Robbie felt a buzz in the front pocket of his heavy yellow Nomex coat, and then a second buzz. Guessing that it was Reese getting back to him about the plan for tonight, he rested the metal head of the rake on the ground and slipped off his gloves to check his texts.
“Hey man. Nah, I’m chillin at home tonight. See you round soon?”
Robbie gritted his teeth. This was the third time in a row that Reese had blown him off. Between the trial and the weeks of all-day fire training, he hadn’t seen his friend in almost two months. The legendary summer after high school, the one that they’d talked about since they were fourteen, had come and gone, and instead of going on a roadtrip to Mexico or getting high every day in the junkyard, Robbie had spent it locked up in his house, and then once his court-mandated service began, at the ranger station for training. In a few weeks, Reese would be working at the shop with his brothers, and Robbie, with a felony on his record, would be…who the hell knew?
He punched out a reply: “All good. You free tomorrow night?” but a second later, the exclamation point and “Not Delivered” message popped up beneath it.
Robbie jabbed the send button again and raised the phone above his head. Not delivered. He glared at the dense tree canopy, which was probably the reason that his text wasn’t going through. On his home screen, there was still a red notification bubble above the Instagram icon.

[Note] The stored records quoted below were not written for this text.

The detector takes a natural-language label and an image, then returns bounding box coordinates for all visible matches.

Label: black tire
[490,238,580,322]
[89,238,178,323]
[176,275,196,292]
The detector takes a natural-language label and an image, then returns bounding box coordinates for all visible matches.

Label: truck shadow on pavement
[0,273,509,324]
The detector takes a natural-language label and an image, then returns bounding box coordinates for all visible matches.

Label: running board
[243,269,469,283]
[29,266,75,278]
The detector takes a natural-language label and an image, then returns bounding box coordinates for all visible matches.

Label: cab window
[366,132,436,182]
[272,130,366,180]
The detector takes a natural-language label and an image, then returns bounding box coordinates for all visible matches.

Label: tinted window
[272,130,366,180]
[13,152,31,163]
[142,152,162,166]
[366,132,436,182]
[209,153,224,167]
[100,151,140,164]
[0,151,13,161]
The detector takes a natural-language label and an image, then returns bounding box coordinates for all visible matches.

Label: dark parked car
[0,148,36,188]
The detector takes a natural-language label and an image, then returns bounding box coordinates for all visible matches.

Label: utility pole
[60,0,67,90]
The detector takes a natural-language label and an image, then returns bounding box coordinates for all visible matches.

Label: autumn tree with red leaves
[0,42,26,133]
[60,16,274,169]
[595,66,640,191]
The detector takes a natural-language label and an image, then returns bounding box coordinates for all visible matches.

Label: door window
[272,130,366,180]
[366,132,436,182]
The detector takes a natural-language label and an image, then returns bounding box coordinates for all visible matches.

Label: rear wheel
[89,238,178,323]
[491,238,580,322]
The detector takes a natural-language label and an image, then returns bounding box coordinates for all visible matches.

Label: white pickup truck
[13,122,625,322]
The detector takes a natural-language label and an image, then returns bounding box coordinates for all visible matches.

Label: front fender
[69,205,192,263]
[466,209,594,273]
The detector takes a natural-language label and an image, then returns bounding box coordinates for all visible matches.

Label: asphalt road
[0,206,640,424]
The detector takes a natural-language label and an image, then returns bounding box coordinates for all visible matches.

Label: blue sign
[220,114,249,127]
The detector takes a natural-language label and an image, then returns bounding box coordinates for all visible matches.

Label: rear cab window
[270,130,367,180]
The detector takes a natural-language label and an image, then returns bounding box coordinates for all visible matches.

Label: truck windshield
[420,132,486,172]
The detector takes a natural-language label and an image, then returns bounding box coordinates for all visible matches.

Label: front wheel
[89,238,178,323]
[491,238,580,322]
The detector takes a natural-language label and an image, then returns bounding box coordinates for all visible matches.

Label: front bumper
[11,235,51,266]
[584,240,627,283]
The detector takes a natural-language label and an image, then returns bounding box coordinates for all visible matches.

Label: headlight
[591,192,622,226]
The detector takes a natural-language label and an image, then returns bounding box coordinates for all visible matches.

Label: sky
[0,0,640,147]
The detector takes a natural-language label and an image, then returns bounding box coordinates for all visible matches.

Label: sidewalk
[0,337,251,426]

Don’t click it, warned a small voice in the back of his mind. Ignoring his better instincts, Robbie tapped on the app icon. He half-hoped that the signal was too choppy to load anything, but the inbox must have refreshed while they were still in range. In his messages, there were DM requests from dozens of unfamiliar accounts. He had made his account private weeks ago, but someone from school had leaked his name and profiles, and now hundreds of messages from strangers poured in every day.
@darlindianne: There’s nothing you can do to make up for your actions.
@iggy88046: You will burn in hell. It is only fair.
@timberwolves20: Plz do us a favor and kill urself before u can kill anything else.
Sweat dampened his back and chest. He was flailing, flailing out on the lake again, without anything to grab onto, drowning amid a chorus of jeers.
He slipped his phone back into his pocket and turned his attention back to the forest trail. To Robbie’s surprise, Charlene, the Incident Commander in charge of the day’s burn, stood a few meters away with her hands on her hips and head cocked.
Everyone called her Char, which Robbie thought was funny considering her occupation. She was an impressive woman, with a strong jaw and three vertical lines tattooed on her chin. Her Nomex was properly filled out while his own hung from his skinny shoulders and arms. They hadn’t spoken much throughout his weeks of training or back at HQ this morning, but he knew that the other crew members straightened their hats when she was nearby.
“Texting your girlfriend, Rivers?”
He knew the rules: no phones on the line. But he wasn’t on the line yet, so there was no need to be apologetic, he told himself.
“What? No, just a friend,” Robbie muttered, hoisting the rake back onto his shoulder and continuing down the trail. He wished that the motion was smoother, but he had never been the athletic type.
“Is this the same friend that left you stranded in the forest?”
“I don’t know what you’re talking about.”
Robbie tried to keep cool. Like the rest of the higher-ups within the Klamath Prescribed Fire Training Exchanges team, Char knew all about his conviction and mandated service hours. The entire world knew, it seemed. But after the first police interrogation, no one questioned why he was found alone, without a car. No matter that the details that weren’t adding up; all they cared about was punishing the piece-of-shit kid responsible for starting the fire.
“They were awfully quiet the whole time you were on trial. Seems to me they can wait a few more hours to chit chat.”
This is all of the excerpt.